Thursday, July 20

Men’s tennis to face off against Texas A&M in NCAA round of 16


Coach Billy Martin has led the Bruins to the NCAA round of 16 in every year of his tenure, with UCLA defeating Stanford last year before falling to Oklahoma in the quarterfinal. This year, the Bruins will face Texas A&M. (Kathy Chen/Daily Bruin)

Coach Billy Martin has led the Bruins to the NCAA round of 16 in every year of his tenure, with UCLA defeating Stanford last year before falling to Oklahoma in the quarterfinal. This year, the Bruins will face Texas A&M. (Kathy Chen/Daily Bruin)


Six of the eight NCAA Division I Men’s Tennis Championships’ round of 16 showdowns are rematches of previous dual matches that happened this season.

UCLA is one of the four teams without that luxury.

The No. 5-seeded Bruins (21-5) will take on the No. 12-seeded Texas A&M Aggies (21-6) for only the third time in 11 years Thursday for a spot in the NCAA quarterfinal.

Although the two teams faced each other last year at the ITA Division I National Men’s Team Indoor Championship, neither team can take much away from UCLA’s 4-2 win.
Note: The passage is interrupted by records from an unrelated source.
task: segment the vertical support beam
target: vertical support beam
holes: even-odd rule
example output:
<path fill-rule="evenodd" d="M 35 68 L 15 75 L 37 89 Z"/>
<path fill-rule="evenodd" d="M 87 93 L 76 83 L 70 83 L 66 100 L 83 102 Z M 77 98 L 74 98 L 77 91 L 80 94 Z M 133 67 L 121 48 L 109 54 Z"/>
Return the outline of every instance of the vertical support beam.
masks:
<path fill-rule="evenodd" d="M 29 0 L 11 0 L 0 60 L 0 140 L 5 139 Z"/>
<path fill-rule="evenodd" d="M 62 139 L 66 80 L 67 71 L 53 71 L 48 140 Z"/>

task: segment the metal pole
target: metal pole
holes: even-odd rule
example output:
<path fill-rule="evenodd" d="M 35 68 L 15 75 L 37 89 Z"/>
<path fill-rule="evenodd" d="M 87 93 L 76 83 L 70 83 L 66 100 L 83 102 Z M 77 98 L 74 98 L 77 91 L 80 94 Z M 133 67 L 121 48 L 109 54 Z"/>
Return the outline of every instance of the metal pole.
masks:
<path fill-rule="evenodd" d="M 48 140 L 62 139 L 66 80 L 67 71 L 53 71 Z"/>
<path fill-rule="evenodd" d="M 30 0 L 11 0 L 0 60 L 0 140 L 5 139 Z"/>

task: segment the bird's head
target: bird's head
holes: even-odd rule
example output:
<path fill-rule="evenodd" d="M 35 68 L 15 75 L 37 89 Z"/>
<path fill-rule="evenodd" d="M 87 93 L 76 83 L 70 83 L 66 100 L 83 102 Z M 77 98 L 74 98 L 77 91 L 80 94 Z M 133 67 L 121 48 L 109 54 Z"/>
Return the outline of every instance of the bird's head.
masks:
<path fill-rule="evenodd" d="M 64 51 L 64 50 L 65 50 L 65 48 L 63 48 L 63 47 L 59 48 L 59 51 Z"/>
Both squads will feature three completely different doubles teams and only one singles player on the same court as February 2016. With uncertainty on both sides of the net, coach Billy Martin said his team has embraced an underdog role.

“It’ll be new territory for both teams, with different matchups that nobody’s used to,” Martin said. “I think most people certainly feel that with us losing (senior) Gage (Brymer) that Texas A&M is the stronger team and the favorite team to win the match, but we’re hoping we can be competitive and possibly squeak out a win.”

One consequence of Brymer’s absence from the lineup is that every player under him has to play one slot higher than they expected. Against Army and Mississippi over the weekend, UCLA responded by sweeping each team in less than two hours.

UCLA’s top three players – junior Martin Redlicki, freshman Evan Zhu and junior Logan Staggs – combined for five of the six singles wins. The lone point from the bottom three courts, however, came courtesy of freshman Ben Goldberg, who isn’t listed as part of the six-man starting lineup.

At court five, junior Austin Rapp will face Texas A&M freshman Hady Habib, who owns a 3-2 mark at No. 5 singles and an overall 14-3 record in dual-match play.

Rapp said being more experienced could help somewhat when both players are unfamiliar with each other, but the match ultimately comes down to which player executes and adjusts better.

“At the end of the day, it’s been over a year since we’ve played them,” Rapp said. “Being able to have two tournaments behind me and a little bit of the experience helps, but you’re really just trying to play the ball.”

The lone UCLA player who will remain in the same singles slot as February 2016′s contest, senior Joe Di Giulio, lost then to Texas A&M’s Max Lunkin at No. 6 singles.

On Thursday, Di Giulio is slated to take on Aggie sophomore Aleksandre Bakshi, who has a 19-9 overall record but is only 2-2 at No. 6 singles. The senior said he’ll have the previous match on his mind when he takes the court.

“All I remember is that I went out with a bitter taste because I lost my singles match, so I’m definitely hungry to go out there and win,” Di Giulio said. “But having lost my last singles match against them, I’m even more amped up. I don’t want to lose twice in a row to them.”

That fire and energy is what Martin said his team needs to pull out a victory against the Aggies.

“It just depends on what kind of attitude we come out with for the match,” Martin said. “We got to come out and be a really scrappy, hard-fighting team. If we work really hard and play well, we’ve got a chance. If not – if we’re intimidated, we’re tentative, we’ll probably lose the match.”